I’ve also long appreciated it as a wild food (if you can call something “wild” that enters into a forced domestic arrangement with you annually). It is one of the few forage greens that is actually delicious and refreshing to just nibble in situ. I spray it with the hose, since ground-hugging is a dusty business, and munch it as I weed, like gardeners all over the world. Purslane is a global plant that grows wherever there is sun, rain and two consecutive frost-free months. Its culinary use goes back 2,000 years in the Middle East, and our own native tribes were avid consumers who used the nutritious seeds for cereal and bread.
Purslane achieved gourmet status when European breeders developed its fancier forms. I don’t mean the ornamental portulacas used in rock gardens, with their showy flowers in bright tissue paper colors (though these are cousins to our feral friend). I’m thinking of the varieties bred for large, upright foliage in shades of green, red and bright gold. These are useful as warm weather greens, since most leaf crops grow best when it’s cool. And they’re pretty in a vegetable or herb garden. I’ve found you need to water them often when it’s dry or they become pale and spindly. But they’re a quick crop you can plant in succession all summer. Tastewise, they’re a bit bland compared with the wild form, whose flavor has a slight acid tang without being either pungent or bitter. Its taste is often described as “cooling.”
I also suspect that the nutritional powers ascribed to purslane are greater in its unbred state. The plant is rich in vitamin E, vitamin C and beta-carotene, and quite high in protein.
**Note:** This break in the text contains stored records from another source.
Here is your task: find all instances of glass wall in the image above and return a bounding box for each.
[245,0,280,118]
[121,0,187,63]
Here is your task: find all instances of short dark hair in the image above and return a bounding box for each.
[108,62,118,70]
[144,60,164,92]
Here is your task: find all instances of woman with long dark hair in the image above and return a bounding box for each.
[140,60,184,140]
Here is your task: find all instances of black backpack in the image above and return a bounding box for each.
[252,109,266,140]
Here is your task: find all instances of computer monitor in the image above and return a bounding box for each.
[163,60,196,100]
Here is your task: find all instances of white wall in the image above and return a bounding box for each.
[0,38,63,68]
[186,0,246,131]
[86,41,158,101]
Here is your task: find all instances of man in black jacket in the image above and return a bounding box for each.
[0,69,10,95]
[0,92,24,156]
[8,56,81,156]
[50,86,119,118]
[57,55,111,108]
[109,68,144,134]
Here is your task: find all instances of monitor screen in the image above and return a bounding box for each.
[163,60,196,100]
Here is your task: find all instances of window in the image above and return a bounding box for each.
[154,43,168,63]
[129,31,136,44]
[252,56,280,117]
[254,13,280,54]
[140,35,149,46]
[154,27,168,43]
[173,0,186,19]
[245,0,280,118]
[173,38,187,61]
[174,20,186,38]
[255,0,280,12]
Most noteworthy of all, it is considered a better source of essential Omega-3 fatty acids than any other leafy plant. These are compounds the body cannot make itself, which are needed to complement the Omega-6 fatty acids we get from grains and grain-fed meat. Wild-caught salmon and freshly hulled walnuts also deliver this prize, but for a steady supply what could be handier than a plant that leaps into your own personal food system with the ardor of an overactive puppy?
I like to chill fresh, rinsed purslane and toss it into summer salads for a contrasting texture, or slip it into an omelet or sandwich. It greatly improves a salad of cucumber and yogurt or sour cream. Try it with sliced oranges, watercress and vinaigrette. It can be steamed, sautéed, pickled or breaded and fried in fritters. Since it has some of the viscous quality found in okra it will thicken soups and stews. Or try Henry David Thoreau’s 1854 recipe fromWalden.
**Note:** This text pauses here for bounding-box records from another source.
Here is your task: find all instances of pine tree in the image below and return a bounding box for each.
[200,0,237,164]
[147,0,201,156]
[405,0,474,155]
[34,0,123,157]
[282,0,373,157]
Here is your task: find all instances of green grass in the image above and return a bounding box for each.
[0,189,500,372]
“I learned from my two years experience that it would cost incredibly little trouble to obtain one’s necessary food, even in this latitude; that a man may use as simple a diet as the animals, and yet retain health and strength. I have made a satisfactory dinner … simply off a dish of purslane (Portulaca oleracea) which I gathered in my cornfield, boiled and salted …Yet men have come to such a pass that they frequently starve, not for want of necessaries but for want of luxuries.” In Thoreau’s case, a recipe for a way of life. I’d also add a big lump of butter.